Painting Exercise – Mixtures With Lemon
For this exercise a sheet of paper, not more than 15 in. x 11 in. (Quarter Imperial) stained with a light umber wash of oil color is recommended. (This can be done by adding a little umber to some linseed oil and wiping it over the paper with a piece of rag.
It isn’t necessary to use the expensive, purified linseed oil. The cheaper brands from a Five and Ten or a builders’ supplier will do.) Stain at least half a dozen sheets at a time so that they can dry off and be ready for all the exercises.
Mix all the colors with a palette knife, adding a little drier or dilutant to make it malleable. Clean your used brushes after each phase of the exercise.
1. Divide the paper up by drawing with a pencil ten unequal rectangles.
2. Put some white in the center of your palette, making it fluid and malleable. With your brush paint the rectangle in the top left-hand corner. Make each stroke clean and crisp. Don’t continue painting once the brush is emptied of paint. Go back and take up more paint rather than push or smear the paint about.
3. When you have filled in the first rectangle with white, add some lemon to the white left on the palette (if you have used it all, put out some more) and thoroughly fuse them together. Paint, just as I have suggested above, the next rectangle to the white. Anyone will do.

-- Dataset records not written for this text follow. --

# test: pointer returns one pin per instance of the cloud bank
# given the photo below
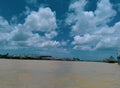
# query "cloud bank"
(90, 29)
(29, 34)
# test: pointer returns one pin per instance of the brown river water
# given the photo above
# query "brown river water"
(58, 74)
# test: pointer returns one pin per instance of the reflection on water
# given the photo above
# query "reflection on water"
(57, 74)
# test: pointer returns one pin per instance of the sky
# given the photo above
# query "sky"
(87, 29)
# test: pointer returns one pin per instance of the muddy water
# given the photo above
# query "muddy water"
(57, 74)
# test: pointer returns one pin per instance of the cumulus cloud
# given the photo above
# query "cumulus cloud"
(43, 20)
(90, 30)
(29, 34)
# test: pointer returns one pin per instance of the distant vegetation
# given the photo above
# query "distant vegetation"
(32, 57)
(111, 59)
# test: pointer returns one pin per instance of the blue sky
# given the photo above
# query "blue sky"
(88, 29)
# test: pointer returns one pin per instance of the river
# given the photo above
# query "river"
(58, 74)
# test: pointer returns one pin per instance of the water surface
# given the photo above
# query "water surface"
(58, 74)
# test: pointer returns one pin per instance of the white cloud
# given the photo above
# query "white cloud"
(90, 30)
(44, 20)
(28, 33)
(31, 1)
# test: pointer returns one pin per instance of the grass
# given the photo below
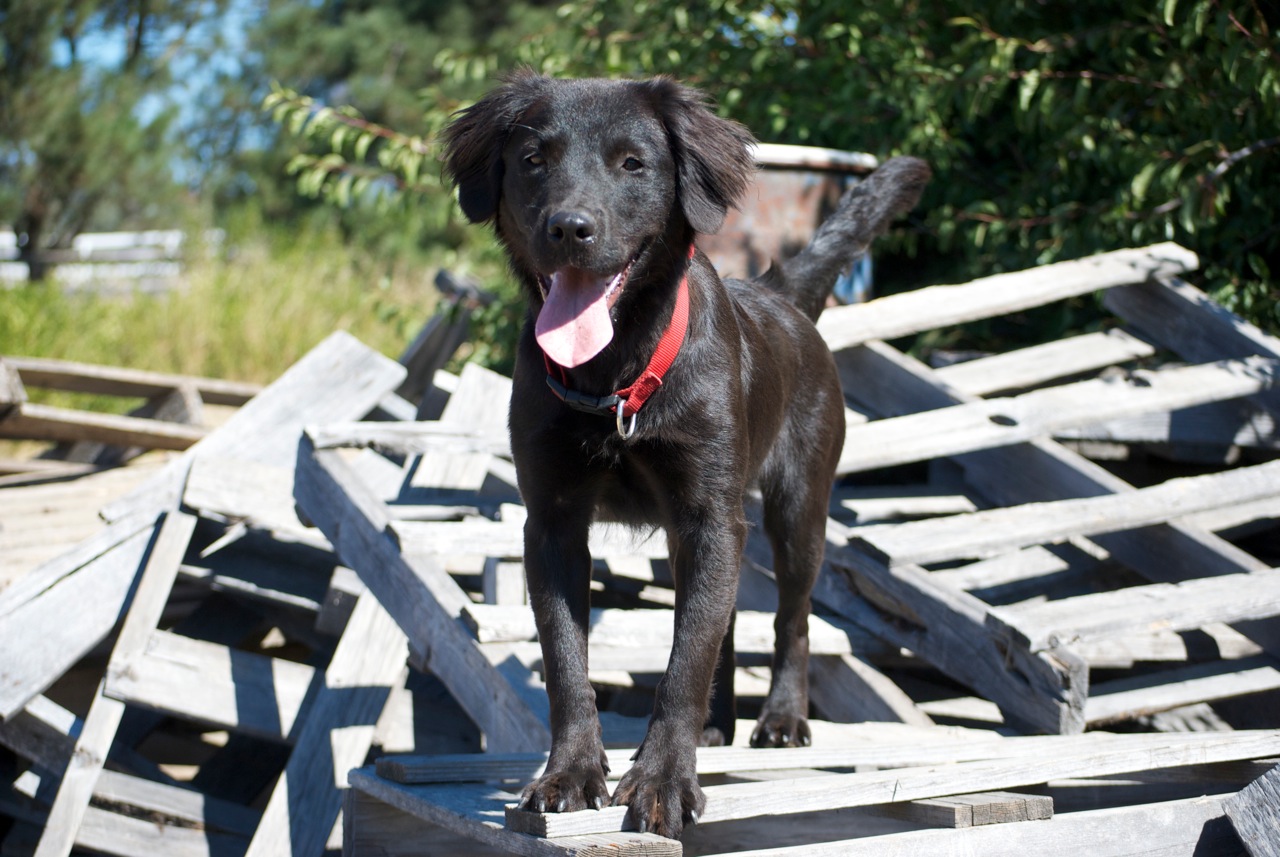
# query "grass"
(246, 315)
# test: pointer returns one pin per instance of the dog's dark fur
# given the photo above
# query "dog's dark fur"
(597, 175)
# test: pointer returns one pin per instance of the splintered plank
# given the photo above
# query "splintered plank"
(104, 714)
(476, 812)
(113, 380)
(492, 768)
(39, 641)
(1171, 828)
(109, 833)
(506, 537)
(1255, 812)
(988, 424)
(1036, 365)
(1151, 693)
(338, 380)
(638, 627)
(49, 422)
(961, 811)
(940, 306)
(334, 737)
(842, 791)
(1185, 320)
(997, 531)
(1043, 691)
(892, 383)
(1151, 608)
(425, 601)
(210, 683)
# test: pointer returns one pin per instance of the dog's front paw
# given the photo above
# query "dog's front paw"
(781, 731)
(663, 797)
(567, 791)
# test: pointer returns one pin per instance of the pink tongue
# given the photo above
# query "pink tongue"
(574, 325)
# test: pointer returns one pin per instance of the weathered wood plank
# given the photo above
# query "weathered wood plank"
(1151, 608)
(50, 573)
(1168, 829)
(846, 688)
(991, 532)
(638, 627)
(339, 379)
(476, 811)
(854, 746)
(1043, 691)
(506, 537)
(940, 306)
(370, 826)
(109, 833)
(334, 737)
(50, 422)
(1185, 320)
(1027, 367)
(214, 684)
(960, 811)
(421, 596)
(255, 493)
(1219, 424)
(12, 392)
(41, 644)
(1255, 812)
(840, 791)
(104, 715)
(411, 438)
(892, 383)
(114, 380)
(988, 424)
(184, 805)
(1143, 695)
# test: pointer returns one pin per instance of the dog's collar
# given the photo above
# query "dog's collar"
(627, 402)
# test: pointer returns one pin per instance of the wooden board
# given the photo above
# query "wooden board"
(945, 305)
(104, 715)
(840, 791)
(1255, 812)
(423, 599)
(334, 737)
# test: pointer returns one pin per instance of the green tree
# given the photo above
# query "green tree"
(82, 128)
(1055, 129)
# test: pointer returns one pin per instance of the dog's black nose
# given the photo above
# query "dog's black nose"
(576, 227)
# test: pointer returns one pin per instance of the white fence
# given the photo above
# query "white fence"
(135, 260)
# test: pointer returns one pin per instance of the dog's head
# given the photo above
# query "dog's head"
(592, 186)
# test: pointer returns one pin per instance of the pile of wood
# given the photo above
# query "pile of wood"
(240, 658)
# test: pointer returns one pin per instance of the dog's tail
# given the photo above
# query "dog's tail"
(864, 212)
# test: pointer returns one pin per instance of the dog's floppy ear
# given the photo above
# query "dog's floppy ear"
(474, 142)
(713, 157)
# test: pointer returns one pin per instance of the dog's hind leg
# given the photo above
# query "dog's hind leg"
(798, 535)
(722, 711)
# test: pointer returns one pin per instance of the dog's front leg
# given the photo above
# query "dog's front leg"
(662, 786)
(558, 569)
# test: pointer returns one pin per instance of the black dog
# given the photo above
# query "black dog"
(597, 188)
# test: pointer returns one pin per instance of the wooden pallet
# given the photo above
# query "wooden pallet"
(915, 791)
(1009, 568)
(1031, 660)
(1034, 494)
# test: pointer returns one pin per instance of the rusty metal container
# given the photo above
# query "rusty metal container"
(794, 191)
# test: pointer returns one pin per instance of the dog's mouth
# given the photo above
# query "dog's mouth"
(574, 324)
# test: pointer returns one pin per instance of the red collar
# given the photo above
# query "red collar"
(625, 403)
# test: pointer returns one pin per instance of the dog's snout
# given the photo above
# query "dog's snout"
(571, 227)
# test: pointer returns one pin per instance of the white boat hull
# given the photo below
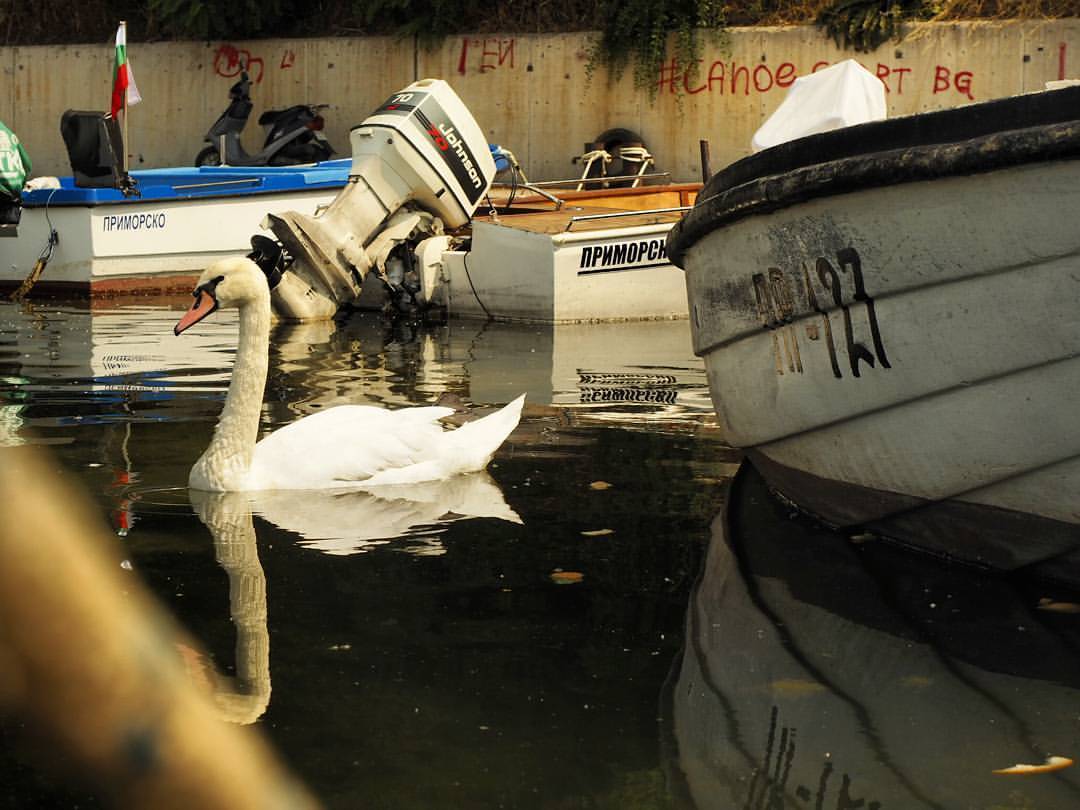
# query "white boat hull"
(152, 244)
(904, 359)
(514, 274)
(819, 674)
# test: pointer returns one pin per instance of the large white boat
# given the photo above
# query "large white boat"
(887, 314)
(821, 674)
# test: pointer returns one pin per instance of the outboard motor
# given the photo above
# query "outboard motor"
(420, 163)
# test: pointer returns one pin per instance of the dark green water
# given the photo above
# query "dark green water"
(611, 618)
(413, 662)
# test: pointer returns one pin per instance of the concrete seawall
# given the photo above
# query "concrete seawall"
(529, 93)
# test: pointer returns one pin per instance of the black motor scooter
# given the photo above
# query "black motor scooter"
(294, 135)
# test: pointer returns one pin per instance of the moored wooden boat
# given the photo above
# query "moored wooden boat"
(887, 315)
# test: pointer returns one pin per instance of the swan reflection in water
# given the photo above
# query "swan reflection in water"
(335, 523)
(243, 698)
(821, 673)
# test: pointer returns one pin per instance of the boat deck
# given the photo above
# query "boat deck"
(590, 210)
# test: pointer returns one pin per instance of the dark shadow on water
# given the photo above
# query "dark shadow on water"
(821, 673)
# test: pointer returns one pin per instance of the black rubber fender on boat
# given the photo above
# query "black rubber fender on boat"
(970, 139)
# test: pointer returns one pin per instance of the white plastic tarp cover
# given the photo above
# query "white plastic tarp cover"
(840, 95)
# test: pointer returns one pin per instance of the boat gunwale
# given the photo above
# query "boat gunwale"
(1001, 150)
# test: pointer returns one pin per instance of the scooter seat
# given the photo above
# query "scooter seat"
(271, 116)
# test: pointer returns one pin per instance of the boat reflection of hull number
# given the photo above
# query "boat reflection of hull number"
(807, 295)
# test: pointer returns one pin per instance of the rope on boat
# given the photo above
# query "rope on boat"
(39, 266)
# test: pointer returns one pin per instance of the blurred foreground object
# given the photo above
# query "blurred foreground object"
(89, 662)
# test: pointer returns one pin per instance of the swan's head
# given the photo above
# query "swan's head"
(231, 282)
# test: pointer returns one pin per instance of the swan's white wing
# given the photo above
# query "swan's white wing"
(347, 522)
(345, 445)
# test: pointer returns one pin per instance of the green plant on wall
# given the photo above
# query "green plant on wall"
(636, 32)
(220, 18)
(863, 25)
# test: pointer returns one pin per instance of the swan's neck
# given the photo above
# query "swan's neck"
(226, 462)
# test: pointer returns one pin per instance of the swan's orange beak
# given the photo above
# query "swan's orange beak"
(204, 304)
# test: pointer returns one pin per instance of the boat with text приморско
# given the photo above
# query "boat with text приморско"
(887, 314)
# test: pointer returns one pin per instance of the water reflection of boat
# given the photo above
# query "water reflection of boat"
(887, 314)
(819, 673)
(126, 356)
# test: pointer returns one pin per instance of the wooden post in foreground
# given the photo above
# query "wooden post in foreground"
(89, 660)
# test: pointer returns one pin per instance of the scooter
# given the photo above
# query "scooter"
(294, 135)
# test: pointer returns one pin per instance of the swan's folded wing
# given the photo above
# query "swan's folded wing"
(345, 446)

4. Clean off the lemon and white and put to one side. Put pure lemon on the palette and paint the next rectangle adjoining the lemon and white.
5. Add some red to the yellow, mix well and apply to the next rectangle. Make sure your brush is clean.
6. Add white to the red and yellow and paint the next rectangle.
7. Clean off; place to one side and put out some lemon and blue. Mix well with your palette knife, adding dilutant if necessary and repeat painting the next rectangle.
8. Add white. Mix well and fill in next rectangle with a
clean brush.
9. Clean off. Put to one side and repeat process with
yellow and umber.
10. Add white to yellow and brown and fill in last
rectangle.
This will be the first step in seeing what the colors can do and how they behave when you apply them. The result will be like an abstract painting of changes of color. You can repeat this exercise as many times as you wish, varying the sizes of the rectangles and the order in which you paint them. You can also vary the amounts of color in mixtures using different proportions of red to yellow, white to red and yellow and so on.
When you have exploited all the possibilities of lemon, repeat the process again by putting out blue first and adding all the other colors and white to it. A quite different result will be obtained. Then do the same with red and then with umber. After you have completed mixing all the colors with each other in turn, you will have a record of what simple mixtures these colors can achieve. To take these mixtures one step farther, try mixing mixtures together. For instance, a red-yellow-white with brown. Or a lemon-blue with red and white and so on. Provided you mix the color mixtures carefully with your palette knife you will get a large range of intermediate tones, subtle greys and tints that you will be able to exploit later.
You can divide your paper into as many rectangles as you like when doing this last exercise and, if you want, divide your paper up into shapes other than rectangles (Fig. 31b).
These exercises will all help you to gain confidence and skill so that by the time you have completed them you will be quite ready to tackle a still life.